Well, how could that be the body and death of Jesus?  Oh, we have missed, I am afraid, and that is why I want to do it, we have missed some of the very heart and meaning of the Christian faith.  “And the Lord took bread and gave thanks, eucharisteō, and broke it, and said, This is My body, broken for you” [1 Corinthians 11:23-24].  And He took the cup, and eucharisteō, He gave thanks, and said, “This is My blood, shed for the remission of sins.  Drink ye all of it” [Matthew 26:26-28].

And the communion is called the Eucharist, the thanksgiving.  “Bless God; this is how my sins are forgiven.  Bless the Lord, this is how I am saved.  Bless God.  This is God’s incomparable gift to me.  Bless God.” Or I could say in my text, glory to God, we have been saved, and we are thanking the Lord, and we are praising the Lord!  I’ve got it in my heart just to have a service like that on the first Sunday of each month, at five, when even our older people could come, and all of the services is a Eucharistic service, just thanking God, even for the cross and death [Matthew 27:32-50].

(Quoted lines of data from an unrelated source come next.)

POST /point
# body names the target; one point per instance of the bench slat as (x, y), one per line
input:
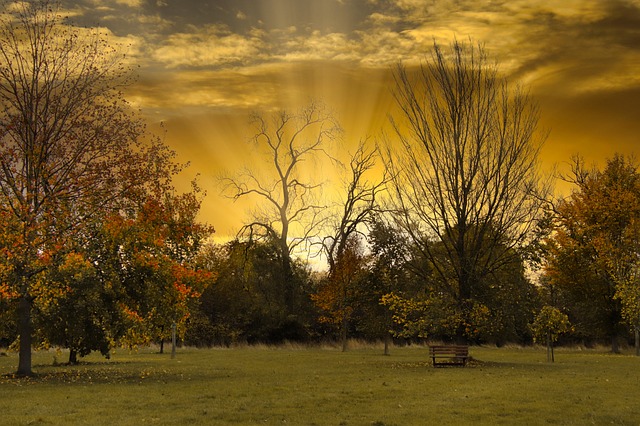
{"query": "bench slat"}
(453, 354)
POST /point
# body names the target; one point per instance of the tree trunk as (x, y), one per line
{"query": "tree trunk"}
(343, 334)
(24, 330)
(615, 347)
(73, 357)
(387, 340)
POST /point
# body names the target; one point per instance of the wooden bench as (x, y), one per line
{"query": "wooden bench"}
(449, 355)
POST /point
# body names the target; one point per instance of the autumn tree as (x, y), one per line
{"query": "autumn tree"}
(71, 147)
(549, 324)
(245, 303)
(594, 250)
(465, 165)
(341, 293)
(288, 208)
(151, 255)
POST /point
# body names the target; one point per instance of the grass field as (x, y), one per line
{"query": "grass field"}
(323, 386)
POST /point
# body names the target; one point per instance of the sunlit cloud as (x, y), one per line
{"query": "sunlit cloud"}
(214, 45)
(219, 59)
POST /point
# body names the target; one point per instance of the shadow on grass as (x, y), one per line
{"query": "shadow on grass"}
(85, 373)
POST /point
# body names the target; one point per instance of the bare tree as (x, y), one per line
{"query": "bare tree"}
(288, 211)
(465, 164)
(69, 147)
(360, 201)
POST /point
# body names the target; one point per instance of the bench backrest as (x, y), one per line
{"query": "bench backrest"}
(456, 350)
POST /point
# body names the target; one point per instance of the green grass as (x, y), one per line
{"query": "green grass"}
(323, 386)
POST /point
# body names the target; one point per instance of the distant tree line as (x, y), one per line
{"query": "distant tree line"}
(443, 228)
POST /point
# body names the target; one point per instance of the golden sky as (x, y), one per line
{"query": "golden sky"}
(206, 64)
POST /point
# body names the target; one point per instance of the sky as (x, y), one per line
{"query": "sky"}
(204, 65)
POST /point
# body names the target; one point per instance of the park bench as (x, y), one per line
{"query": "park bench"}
(449, 355)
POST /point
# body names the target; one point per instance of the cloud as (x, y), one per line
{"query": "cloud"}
(213, 45)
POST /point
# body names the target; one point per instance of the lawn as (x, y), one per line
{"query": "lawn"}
(323, 386)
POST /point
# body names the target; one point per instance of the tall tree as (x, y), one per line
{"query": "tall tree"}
(288, 209)
(595, 249)
(359, 202)
(465, 165)
(71, 146)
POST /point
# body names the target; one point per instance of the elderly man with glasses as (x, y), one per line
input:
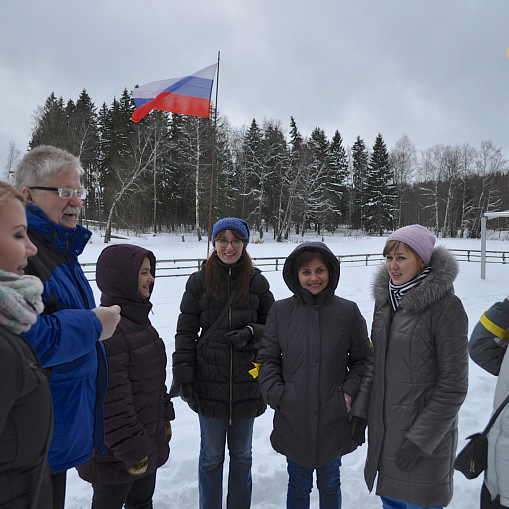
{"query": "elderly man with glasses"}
(68, 334)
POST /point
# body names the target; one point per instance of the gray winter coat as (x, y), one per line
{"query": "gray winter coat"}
(488, 348)
(414, 385)
(313, 351)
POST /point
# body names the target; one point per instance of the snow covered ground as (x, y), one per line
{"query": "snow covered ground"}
(177, 485)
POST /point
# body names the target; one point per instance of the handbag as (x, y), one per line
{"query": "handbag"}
(175, 389)
(473, 458)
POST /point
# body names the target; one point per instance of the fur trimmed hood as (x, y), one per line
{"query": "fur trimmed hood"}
(436, 284)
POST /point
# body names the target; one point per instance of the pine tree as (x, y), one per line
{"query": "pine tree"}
(336, 192)
(359, 169)
(50, 124)
(378, 213)
(319, 205)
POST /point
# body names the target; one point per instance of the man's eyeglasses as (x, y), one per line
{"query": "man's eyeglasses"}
(234, 242)
(65, 192)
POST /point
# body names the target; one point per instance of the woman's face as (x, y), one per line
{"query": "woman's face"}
(15, 246)
(145, 279)
(314, 277)
(403, 265)
(228, 247)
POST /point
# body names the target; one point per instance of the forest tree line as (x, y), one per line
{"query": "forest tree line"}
(156, 175)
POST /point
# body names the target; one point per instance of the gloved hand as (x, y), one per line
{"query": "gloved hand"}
(167, 428)
(407, 455)
(240, 338)
(138, 469)
(189, 394)
(358, 430)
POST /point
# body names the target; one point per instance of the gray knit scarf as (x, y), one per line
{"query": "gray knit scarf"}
(397, 292)
(20, 301)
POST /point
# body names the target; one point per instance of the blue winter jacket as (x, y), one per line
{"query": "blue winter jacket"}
(66, 338)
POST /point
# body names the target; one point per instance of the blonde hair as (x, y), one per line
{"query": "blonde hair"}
(7, 191)
(37, 166)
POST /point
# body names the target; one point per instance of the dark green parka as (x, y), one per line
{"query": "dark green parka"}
(313, 351)
(219, 371)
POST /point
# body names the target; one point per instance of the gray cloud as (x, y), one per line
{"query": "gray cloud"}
(436, 71)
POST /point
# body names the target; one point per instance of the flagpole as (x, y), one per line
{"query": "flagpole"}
(213, 158)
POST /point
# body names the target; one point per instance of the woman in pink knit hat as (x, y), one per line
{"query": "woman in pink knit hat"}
(416, 379)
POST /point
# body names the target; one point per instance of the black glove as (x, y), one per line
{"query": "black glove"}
(240, 338)
(189, 394)
(358, 430)
(407, 455)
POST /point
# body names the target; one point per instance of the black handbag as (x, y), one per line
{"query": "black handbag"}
(473, 458)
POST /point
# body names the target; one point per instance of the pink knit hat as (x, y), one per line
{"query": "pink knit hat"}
(418, 238)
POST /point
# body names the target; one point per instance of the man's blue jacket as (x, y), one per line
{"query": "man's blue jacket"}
(66, 338)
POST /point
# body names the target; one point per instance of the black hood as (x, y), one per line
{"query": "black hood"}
(117, 272)
(292, 279)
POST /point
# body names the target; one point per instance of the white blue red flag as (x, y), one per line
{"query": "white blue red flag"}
(189, 95)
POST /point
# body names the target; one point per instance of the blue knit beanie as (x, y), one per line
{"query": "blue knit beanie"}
(231, 223)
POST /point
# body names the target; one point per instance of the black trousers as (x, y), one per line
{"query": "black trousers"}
(58, 480)
(487, 503)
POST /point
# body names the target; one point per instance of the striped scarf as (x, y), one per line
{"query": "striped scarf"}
(21, 302)
(397, 292)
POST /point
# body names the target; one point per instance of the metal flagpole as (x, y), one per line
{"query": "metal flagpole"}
(213, 159)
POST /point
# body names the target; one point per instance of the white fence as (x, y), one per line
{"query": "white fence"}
(185, 267)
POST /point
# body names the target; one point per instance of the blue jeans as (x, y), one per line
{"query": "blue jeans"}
(136, 494)
(214, 433)
(300, 484)
(390, 503)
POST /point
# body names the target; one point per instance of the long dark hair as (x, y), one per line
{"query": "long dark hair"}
(214, 274)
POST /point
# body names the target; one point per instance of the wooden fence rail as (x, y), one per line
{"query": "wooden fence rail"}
(186, 266)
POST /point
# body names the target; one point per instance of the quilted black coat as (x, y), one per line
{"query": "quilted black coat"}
(219, 371)
(313, 351)
(137, 404)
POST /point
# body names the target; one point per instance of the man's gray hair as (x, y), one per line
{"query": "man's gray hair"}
(37, 166)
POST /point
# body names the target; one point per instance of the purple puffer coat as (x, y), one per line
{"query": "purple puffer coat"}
(137, 404)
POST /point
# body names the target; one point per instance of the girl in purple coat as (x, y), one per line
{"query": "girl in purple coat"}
(137, 409)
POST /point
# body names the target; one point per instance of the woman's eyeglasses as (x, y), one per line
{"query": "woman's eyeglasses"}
(234, 242)
(65, 192)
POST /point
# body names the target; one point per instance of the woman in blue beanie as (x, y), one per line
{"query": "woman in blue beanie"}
(228, 301)
(416, 378)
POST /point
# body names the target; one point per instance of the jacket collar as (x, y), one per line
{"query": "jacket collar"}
(56, 237)
(444, 269)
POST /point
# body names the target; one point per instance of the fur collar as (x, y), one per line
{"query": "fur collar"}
(438, 282)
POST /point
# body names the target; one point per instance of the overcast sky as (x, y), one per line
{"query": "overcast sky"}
(435, 70)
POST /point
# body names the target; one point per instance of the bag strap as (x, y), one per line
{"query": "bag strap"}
(213, 327)
(495, 415)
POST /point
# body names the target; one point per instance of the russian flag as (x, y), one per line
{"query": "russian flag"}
(189, 95)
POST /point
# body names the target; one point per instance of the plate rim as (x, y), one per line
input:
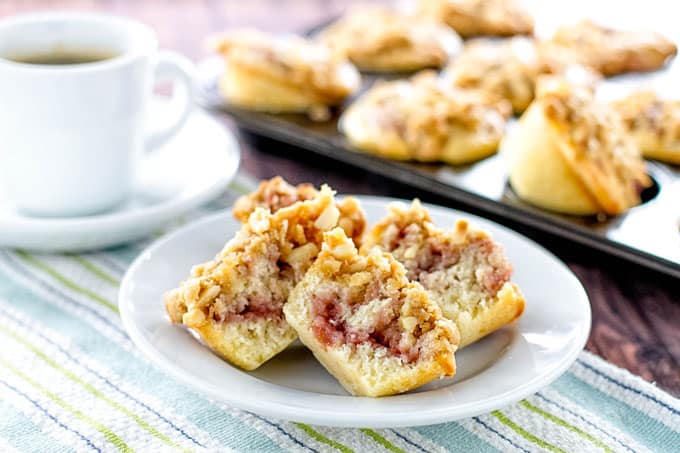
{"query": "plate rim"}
(321, 417)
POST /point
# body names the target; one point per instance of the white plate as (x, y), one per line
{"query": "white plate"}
(191, 169)
(503, 368)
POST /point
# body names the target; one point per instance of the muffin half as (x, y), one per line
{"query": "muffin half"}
(607, 50)
(382, 40)
(571, 154)
(480, 17)
(506, 68)
(280, 74)
(654, 123)
(424, 120)
(276, 193)
(462, 269)
(235, 302)
(372, 329)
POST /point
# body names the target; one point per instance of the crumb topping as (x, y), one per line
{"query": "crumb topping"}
(607, 50)
(481, 17)
(290, 59)
(367, 32)
(507, 68)
(253, 275)
(463, 265)
(276, 193)
(646, 112)
(597, 135)
(424, 112)
(367, 299)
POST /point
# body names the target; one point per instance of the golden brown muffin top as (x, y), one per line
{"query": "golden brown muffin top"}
(507, 68)
(480, 17)
(369, 31)
(599, 149)
(646, 111)
(289, 59)
(424, 111)
(607, 50)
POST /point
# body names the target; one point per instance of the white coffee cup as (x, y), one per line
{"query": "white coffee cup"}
(71, 136)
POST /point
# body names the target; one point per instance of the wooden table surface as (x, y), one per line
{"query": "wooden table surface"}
(636, 313)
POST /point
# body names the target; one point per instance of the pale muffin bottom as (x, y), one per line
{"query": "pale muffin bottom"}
(539, 173)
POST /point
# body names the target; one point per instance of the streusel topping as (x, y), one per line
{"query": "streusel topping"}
(290, 59)
(603, 154)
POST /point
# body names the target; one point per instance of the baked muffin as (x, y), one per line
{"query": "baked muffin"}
(382, 40)
(654, 123)
(425, 120)
(276, 193)
(606, 50)
(462, 269)
(372, 329)
(234, 302)
(507, 68)
(280, 74)
(571, 154)
(480, 17)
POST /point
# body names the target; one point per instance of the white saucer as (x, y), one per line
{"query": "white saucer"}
(503, 368)
(191, 169)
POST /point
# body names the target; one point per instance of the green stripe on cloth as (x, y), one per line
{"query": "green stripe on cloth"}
(381, 440)
(311, 432)
(108, 434)
(94, 270)
(230, 431)
(558, 421)
(525, 434)
(69, 374)
(33, 261)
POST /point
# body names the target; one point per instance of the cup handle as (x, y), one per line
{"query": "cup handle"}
(173, 66)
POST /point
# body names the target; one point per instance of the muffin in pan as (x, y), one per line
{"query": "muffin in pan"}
(383, 40)
(654, 123)
(462, 269)
(607, 50)
(480, 17)
(276, 193)
(282, 74)
(372, 329)
(424, 119)
(235, 302)
(571, 154)
(507, 68)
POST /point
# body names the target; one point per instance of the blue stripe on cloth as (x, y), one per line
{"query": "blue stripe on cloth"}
(637, 424)
(54, 289)
(499, 434)
(408, 441)
(584, 420)
(24, 435)
(228, 430)
(34, 331)
(629, 388)
(453, 435)
(284, 432)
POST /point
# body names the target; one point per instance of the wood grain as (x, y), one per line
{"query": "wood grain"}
(636, 313)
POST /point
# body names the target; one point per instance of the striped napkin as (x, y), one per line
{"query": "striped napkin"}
(71, 380)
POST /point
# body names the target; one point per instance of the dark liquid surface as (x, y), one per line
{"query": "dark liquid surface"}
(64, 57)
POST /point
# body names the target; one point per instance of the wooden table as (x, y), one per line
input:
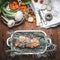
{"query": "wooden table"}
(53, 33)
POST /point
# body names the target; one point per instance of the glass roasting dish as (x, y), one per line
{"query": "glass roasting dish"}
(45, 43)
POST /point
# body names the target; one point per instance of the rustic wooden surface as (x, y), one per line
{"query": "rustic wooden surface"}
(53, 33)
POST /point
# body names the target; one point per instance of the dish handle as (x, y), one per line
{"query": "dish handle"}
(8, 42)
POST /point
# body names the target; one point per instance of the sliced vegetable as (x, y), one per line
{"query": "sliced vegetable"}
(14, 5)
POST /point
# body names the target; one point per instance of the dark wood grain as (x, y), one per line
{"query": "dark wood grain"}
(53, 33)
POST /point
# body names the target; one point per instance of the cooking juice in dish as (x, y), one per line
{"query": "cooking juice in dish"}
(35, 0)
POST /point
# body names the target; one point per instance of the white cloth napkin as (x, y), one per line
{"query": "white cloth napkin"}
(55, 12)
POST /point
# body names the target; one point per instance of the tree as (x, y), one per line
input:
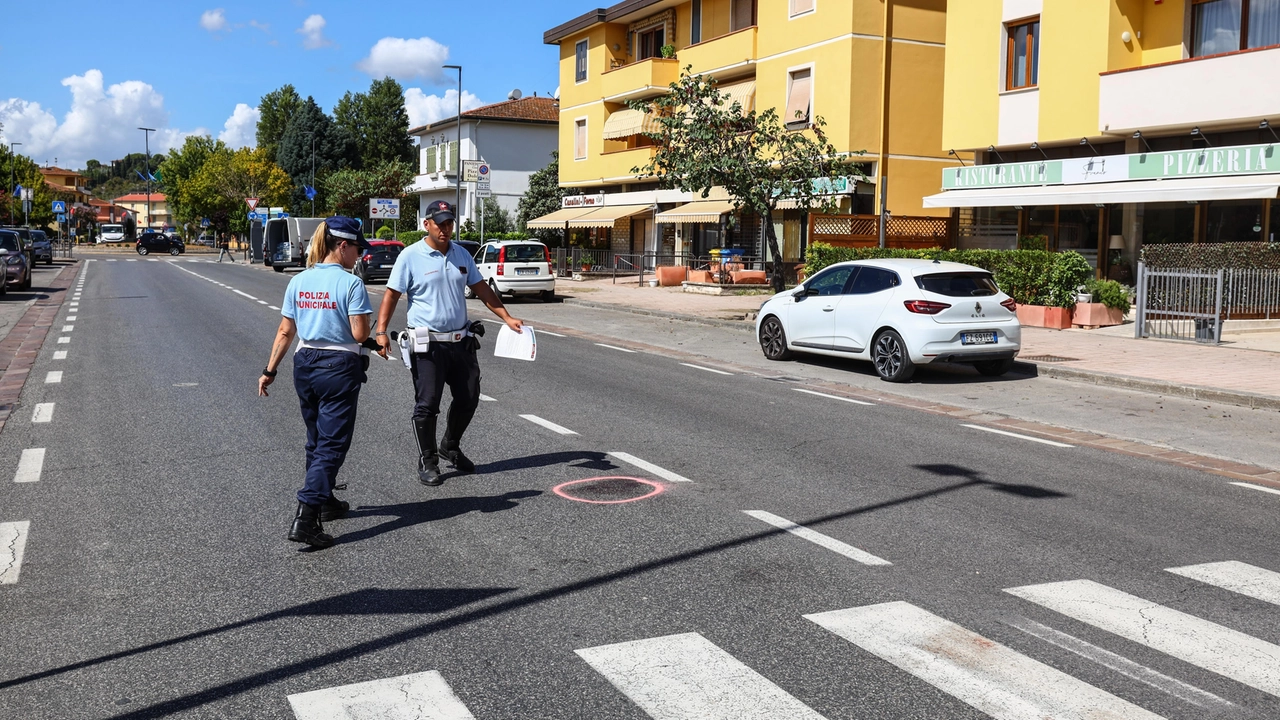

That’s the Christian faith.  As the Lord said to Simon Peter, “Follow Me.  As an old man, they will dress you and carry you where you do not want to go.  You will stretch forth your hands, signifying by what death he should glorify God” [John 21:18-19].  That is, Peter was to die by crucifixion.  “Well pastor, do you glorify God in suffering and in death?”  That’s the Christian faith!  Anybody can glorify God and thanks be to God when he is well and everything is going his way, and he is prosperous; most of the time we just even forget Him. But what glorifies God is in sorrow, or in age, or in death, or in suffering, or in crucifixion—by what death, that is, by the stretching out of the hands, that is by crucifixion,   “This spake He, signifying by what death he should glorify God” [John 21:19].  That’s the glory.  That’s the glory.  “Lord, I am weighed down.  Lord, I have been destroyed, but the Lord gave and the Lord took away; blessed be the name of the Lord” [Job 1:21].  The Eucharist, thanking God for the cross [John 19:16-34].

We must close.  My time is far spent.  Oh, just wading around in the deep water, children.  There is so much to learn.  May God give us that glorious, glorious, glorious, from grace to grace, from glory to glory, until our final perfection in His dear name.

Now, we sing our hymn of appeal, and while we sing it, a family you whose hearts God has touched, or a couple you, or a one somebody you, while we sing this hymn of appeal, come and stand by me.  “Pastor, today I give my heart to Jesus.  Pastor, we are all coming today.  I want to put my life in the fellowship of God’s church.  I want to glorify the Lord with these dear and precious people.”  As God shall say the word, come, do it now.  It is late.  On the first note of the first stanza, come, while we stand and while we sing.